The Old Bridge stands proudly again, but now as a symbol of a city that never managed to rebuild its pre-war spirit.

It is Mostar’s main tourist attraction, attracting some 100,000 sightseers each year. Tourists watch in fascination as courageous local divers leap from the bridge into the cold and unpredictable Neretva river.

The Divers Club Mostar also organises the annual commemoration of the destruction of the bridge. Flowers are thrown into the river and a diver’s makes a symbolic plunge into the water, followed by a moment of silence.

But Kasumovic, who now runs a highly-rated bed-and-breakfast in Mostar, argues that there should be a more substantial commemoration of the bridge’s destruction.

So far, the Mostar city administration hasn’t been involved in the commemoration or sent a representative to participate in the event.

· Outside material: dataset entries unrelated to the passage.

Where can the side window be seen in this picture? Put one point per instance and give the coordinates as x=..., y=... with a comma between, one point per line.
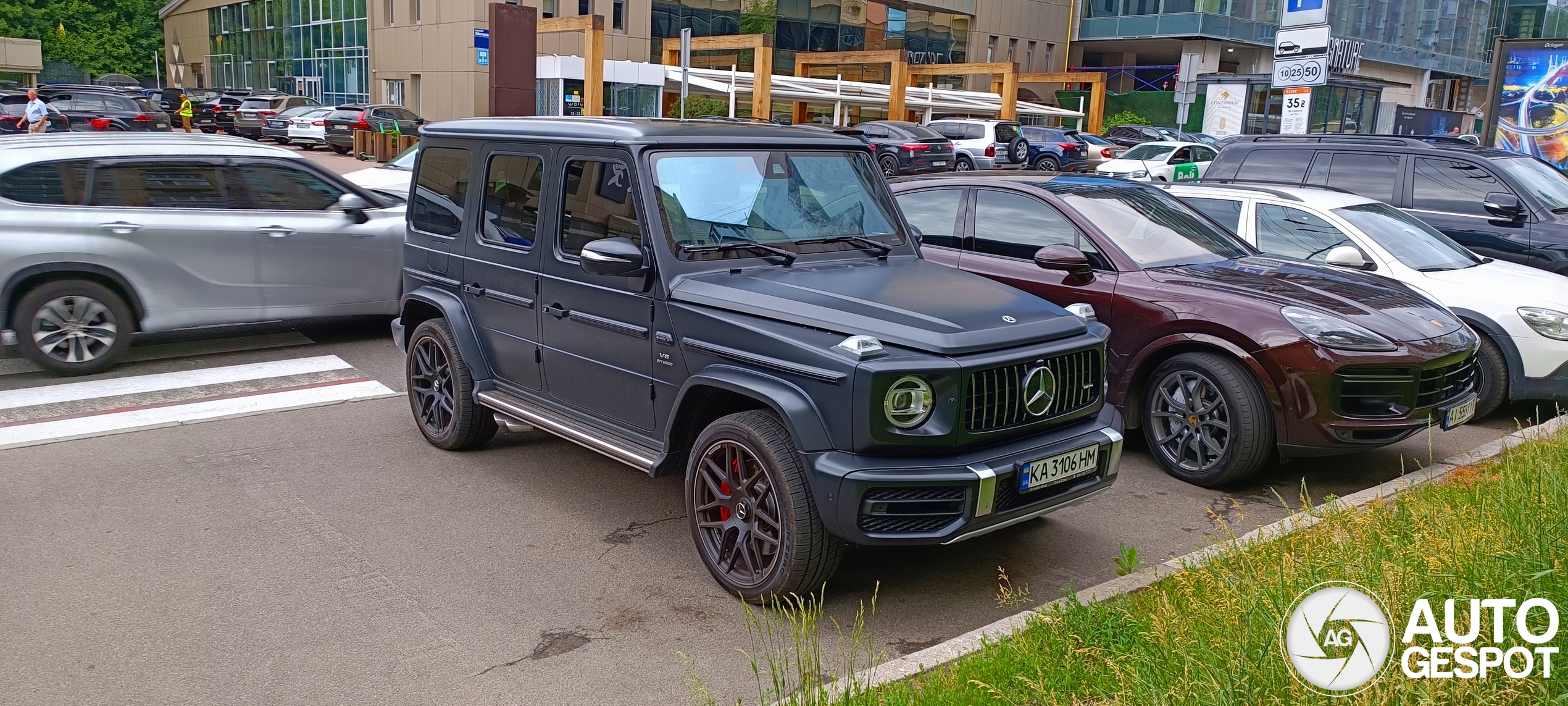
x=512, y=200
x=1456, y=187
x=1014, y=225
x=598, y=204
x=281, y=187
x=49, y=184
x=1275, y=165
x=1294, y=233
x=1368, y=175
x=935, y=214
x=162, y=185
x=440, y=189
x=1225, y=212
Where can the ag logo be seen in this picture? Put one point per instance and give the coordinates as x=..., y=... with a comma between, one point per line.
x=1337, y=637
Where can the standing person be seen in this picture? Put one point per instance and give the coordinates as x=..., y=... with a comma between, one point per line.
x=185, y=112
x=36, y=114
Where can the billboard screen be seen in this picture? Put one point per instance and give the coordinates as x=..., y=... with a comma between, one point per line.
x=1531, y=93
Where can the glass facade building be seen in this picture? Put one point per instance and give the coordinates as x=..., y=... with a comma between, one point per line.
x=312, y=48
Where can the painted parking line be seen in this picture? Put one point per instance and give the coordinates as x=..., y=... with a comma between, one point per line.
x=162, y=382
x=173, y=414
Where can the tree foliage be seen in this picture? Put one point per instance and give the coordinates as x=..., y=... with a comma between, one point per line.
x=99, y=36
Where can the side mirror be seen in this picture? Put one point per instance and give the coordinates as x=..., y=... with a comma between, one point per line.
x=612, y=256
x=1348, y=256
x=1503, y=204
x=1067, y=259
x=355, y=206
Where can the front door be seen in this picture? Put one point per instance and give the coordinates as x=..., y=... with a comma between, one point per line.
x=503, y=272
x=312, y=258
x=598, y=350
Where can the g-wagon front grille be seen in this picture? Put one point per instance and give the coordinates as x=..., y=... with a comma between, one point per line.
x=996, y=397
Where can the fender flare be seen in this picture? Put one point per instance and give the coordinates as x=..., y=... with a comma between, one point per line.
x=1490, y=329
x=8, y=291
x=789, y=402
x=462, y=327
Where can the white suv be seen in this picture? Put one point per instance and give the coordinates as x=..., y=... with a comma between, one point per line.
x=1522, y=311
x=983, y=145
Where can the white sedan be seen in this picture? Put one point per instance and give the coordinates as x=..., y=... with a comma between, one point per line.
x=1161, y=162
x=309, y=129
x=1520, y=313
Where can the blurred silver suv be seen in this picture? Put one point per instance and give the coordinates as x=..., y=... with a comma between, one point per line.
x=107, y=234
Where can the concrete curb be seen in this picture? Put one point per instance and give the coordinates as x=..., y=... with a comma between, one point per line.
x=971, y=642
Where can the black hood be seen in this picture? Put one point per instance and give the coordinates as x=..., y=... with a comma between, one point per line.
x=1380, y=305
x=902, y=300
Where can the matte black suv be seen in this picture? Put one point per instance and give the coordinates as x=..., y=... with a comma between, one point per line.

Local Croat leaders also do not attend as they do not see the bridge as a symbol of their community.

“It’s shameful that the commemorations are so short, that no Croats are attending, and that everything is kept so modest,” Kasumovic said.

Mostar Suffers Amid Twists and Turns of War
The 1992-95 war left Mostar the worst-damaged city in the country. In the early days of the war, from April 1992, the Bosnian Serbs attacked city first. Croats and Bosniaks joined forces and responded, forcing the Serbs to direct their troops to other fronts.

In September 1992, the Croat-led HVO started its attack on the eastern part of the city, populated mostly by Bosniaks. Several prison camps were set up where Bosniak men and boys were held.

Some 100,000 shells were fired at the city until March 1994, when the so-called Washington Treaty was signed and a truce was made between the HVO and the Bosnian Army, uniting them in the fight against Bosnian Serb forces.